Insight into the Interactome of Intramitochondrial PKA Using Biotinylation-Proximity Labeling

• Published in: International journal of molecular sciences Vol. 21; no. 21; p. 8283
• Main Authors: Ould Amer, Yasmine, Hebert-Chatelain, Etienne
• Format: Journal Article
• Language: English
• Published: Switzerland MDPI 05.11.2020; MDPI AG
• Subjects: BioID2; Biotinylation - methods; Cell Respiration - physiology; Cross-Linking Reagents - chemistry; Cyclic AMP-Dependent Protein Kinases - chemistry; Cyclic AMP-Dependent Protein Kinases - metabolism; HEK293 Cells; HeLa Cells; Humans; Immunoprecipitation - methods; Microscopy, Fluorescence; mitochondria; Mitochondria - chemistry; Mitochondria - metabolism; Mitochondrial Proteins - chemistry; Mitochondrial Proteins - metabolism; Protein Binding; Protein Interaction Mapping - methods; protein kinase A; Protein Processing, Post-Translational; proteomics; serine/threonine phosphoprediction; Signal Transduction; Staining and Labeling - methods; TIM44; TIM44; serine/threonine phosphoprediction; BioID2; proteomics; protein kinase A; mitochondria
• ISSN: 1422-0067; 1661-6596; 1422-0067
• DOI: 10.3390/ijms21218283

Mitochondria are fully integrated in cell signaling.
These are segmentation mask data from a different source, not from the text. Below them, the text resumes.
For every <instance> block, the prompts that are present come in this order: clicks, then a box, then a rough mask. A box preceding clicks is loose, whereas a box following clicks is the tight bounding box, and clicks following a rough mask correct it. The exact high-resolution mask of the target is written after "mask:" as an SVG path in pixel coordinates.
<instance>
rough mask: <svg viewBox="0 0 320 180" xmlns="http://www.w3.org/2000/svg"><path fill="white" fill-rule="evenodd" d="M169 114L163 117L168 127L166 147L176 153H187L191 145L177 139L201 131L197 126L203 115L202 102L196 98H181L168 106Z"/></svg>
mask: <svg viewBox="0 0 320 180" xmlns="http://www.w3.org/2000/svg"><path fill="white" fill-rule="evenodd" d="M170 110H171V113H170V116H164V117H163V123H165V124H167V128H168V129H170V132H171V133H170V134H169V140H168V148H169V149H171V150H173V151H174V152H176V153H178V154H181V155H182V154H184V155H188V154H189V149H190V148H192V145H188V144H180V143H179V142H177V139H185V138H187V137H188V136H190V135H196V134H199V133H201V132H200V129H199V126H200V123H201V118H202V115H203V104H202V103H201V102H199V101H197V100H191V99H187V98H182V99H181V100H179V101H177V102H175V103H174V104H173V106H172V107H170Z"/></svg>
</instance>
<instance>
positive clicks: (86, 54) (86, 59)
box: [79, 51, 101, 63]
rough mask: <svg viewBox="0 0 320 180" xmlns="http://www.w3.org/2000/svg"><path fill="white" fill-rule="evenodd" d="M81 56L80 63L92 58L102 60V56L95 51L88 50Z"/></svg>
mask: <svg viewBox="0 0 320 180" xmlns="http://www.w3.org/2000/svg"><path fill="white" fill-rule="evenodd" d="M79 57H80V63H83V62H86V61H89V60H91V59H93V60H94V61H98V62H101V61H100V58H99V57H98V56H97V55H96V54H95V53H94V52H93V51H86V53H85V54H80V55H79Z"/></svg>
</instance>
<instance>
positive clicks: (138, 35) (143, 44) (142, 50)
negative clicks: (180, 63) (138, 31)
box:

Reversible phosphorylation is involved in adjusting mitochondrial physiology to the cellular needs. Protein kinase A (PKA) phosphorylates several substrates present at the external surface of mitochondria to maintain cellular homeostasis. However, few targets of PKA located inside the organelle are known. The aim of this work was to characterize the impact and the interactome of PKA located inside mitochondria. Our results show that the overexpression of intramitochondrial PKA decreases cellular respiration and increases superoxide levels. Using proximity-dependent biotinylation, followed by LC-MS/MS analysis and in silico phospho-site prediction, we identified 21 mitochondrial proteins potentially targeted by PKA. We confirmed the interaction of PKA with TIM44 using coimmunoprecipitation and observed that TIM44-S80 is a key residue for the interaction between the protein and the kinase. These findings provide insights into the interactome of intramitochondrial PKA and suggest new potential mechanisms in the regulation of mitochondrial functions.